Avance rapidamente alguns meses e agora estamos em uma sinagoga. É Yom Kippur, o dia bíblico do julgamento. Todos os homens estão usando seus xales de oração, orando e jejuando. O chazan, cantor, está no meio de uma canção maravilhosa, uma música antiga que ele aprendeu no velho país, antes do Holocausto. De repente, ele para por um momento e olha em volta em busca do seu filho, Eliezer. Ele gentilmente gesticula para que Eliezer avance para a plataforma diante dos rolos da Torá, e então aponta para uma passagem em um livro de orações e continua cantando. Eliezer se junta a ele na música, primeiro em silêncio até que as palavras saiam. Juntamente com o pai, eles cantam as canções inesquecíveis dos judeus eslovacos. “Foi muito importante para meu pai que eu aprendesse a cantar.
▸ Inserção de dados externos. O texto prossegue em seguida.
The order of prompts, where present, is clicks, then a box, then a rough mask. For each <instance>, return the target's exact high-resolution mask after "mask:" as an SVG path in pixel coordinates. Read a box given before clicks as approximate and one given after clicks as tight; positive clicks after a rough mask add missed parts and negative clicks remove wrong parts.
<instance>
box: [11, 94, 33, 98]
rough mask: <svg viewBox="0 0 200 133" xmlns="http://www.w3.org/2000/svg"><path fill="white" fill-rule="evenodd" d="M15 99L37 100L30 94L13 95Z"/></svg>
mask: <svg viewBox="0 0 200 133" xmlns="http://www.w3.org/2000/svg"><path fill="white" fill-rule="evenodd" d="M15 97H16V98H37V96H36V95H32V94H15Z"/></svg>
A partir dos 4 anos de idade ele me ensinou o folclore quase perdido de sua comunidade na Europa e quando eu tinha apenas 5 anos, já estava ao seu lado no sinagoga enquanto ele cantava as preces da Grande Festa.”
A música sempre foi uma parte importante da família de Eliezer. Quando era jovem adulto no ensino médio, Eliezer e seu irmão, Yitzhak, gostavam do tish semanal que acontecia toda quinta-feira à noite em sua escola. Um tish, literalmente traduzido como uma tabela, refere-se a um evento social judaico no qual os participantes se sentam em torno de uma mesa, cantam canções judaicas e compartilham histórias diferentes do folclore judaico. “Nós nos sentávamos ao redor da mesa e cantávamos até a meia-noite”, relembra Eliezer. “Cantar era tudo para mim, mas ao mesmo tempo eu tinha outro sonho; queria aprender a tocar flauta doce. Ouvi uma vez uma e me apaixonei pelo instrumento, mas não podia pedir aos meus pais para comprarem ele para mim, porque eu sabia que eles não podiam pagar. Meu irmão Yitzhak tinha um sonho diferente. Ele queria se tornar comandante do exército, então ele se inscreveu para um programa da Hesder, que combina estudos da Yeshivá com o serviço militar. Eu o segui em sua Yeshivá em Maalot e, novamente, estávamos cantando juntos. Mas, infelizmente, nosso dueto durou pouco e terminou com um telefonema de cortar o coração.”
“Eram 11 horas da manhã de uma quarta-feira. Meus estudos foram interrompidos de repente e fui chamado ao telefone público por outro aluno. Do outro lado, ouvi a voz trêmula do meu pai, dizendo-me que Yitzhak fora morto durante seu serviço militar. Esta foi a primeira vez que encontrei o Anjo da Morte. O canto, a dança e a alegria desapareceram imediatamente e senti como se estivesse caindo sem parar. Enquanto eu estava profundamente em luto, uma pequena voz dentro de mim me chamou para realizar um sonho antigo. Eu reuni minhas forças e fui a uma loja de instrumentos musicais para comprar uma flauta doce. No início, o instrumento não foi tão promissor. Levei muito tempo para tirar o som dela. Entendi que tinha um longo caminho pela frente.”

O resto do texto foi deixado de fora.